If our national forests are going to get healthy, local communities have to organize to get the restoration work done, according to Tony Cheng, director of the Colorado Forest Restoration Institute.

Dr. Cheng speaks tonight in Carbondale and tomorrow night in Aspen.

At the institute, housed at Colorado State University, Cheng develops programs to make forests healthier and more resilient, by melding science with public policy.

In towns like Aspen, he noted, collaborative approaches that bring citizens, local governments and federal agencies like the U.S. Forest Service together are the most effective way to tackle forest health.

“The bottom line for me is that our management agencies are strapped for cash and resources,” he said, “and it makes things happen quicker and to greater effect when you have non-governmental organizations in action.”

He pointed to the budding master plan for the Hunter Creek Valley and Smuggler Mountain as an example of such partnerships. In that case, the Forest Service teamed last year with non-profit For the Forest and others to write a plan addressing fire risk, bark beetle infestation and recreation issues in the area. That planning process is ongoing.

Cheng said he is interested in getting involved with implementing and monitoring that massive undertaking, if it moves forward with the feds.

“I think it’s great that a community-based organization has taken it upon themselves to do something about the forest,” he said.

Pine beetles, sudden aspen decline, climate change, monoculture and decadent fire-prone tree growth are just a handful of the health issues plaguing the sick forests of the west.
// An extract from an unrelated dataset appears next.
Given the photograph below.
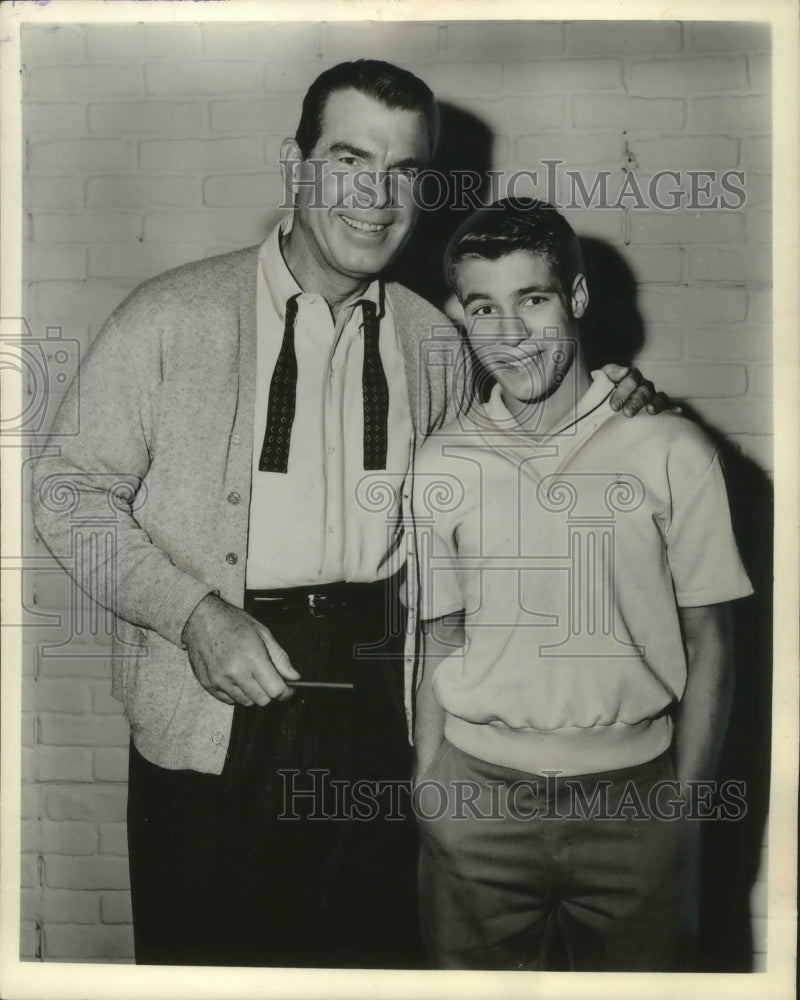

For towns like Aspen that are surrounded by the forest, Cheng noted, it provides an economy and a way of life, making forest health a vital community issue — not only an environmental problem.

His work has focused on areas within the buffer zone between untamed forest and towns like Aspen, the area known in forestry-speak as the “wildland-urban interface.”

Cheng has two public presentations in the valley this week:

• Wednesday, March 14, 5:30 p.m., Third Street Center, 520 S. Third St., in Carbondale.

• Thursday, March 15, 7:30 p.m., Aspen Center For Environmental Studies, 100 Puppy Smith St., in Aspen.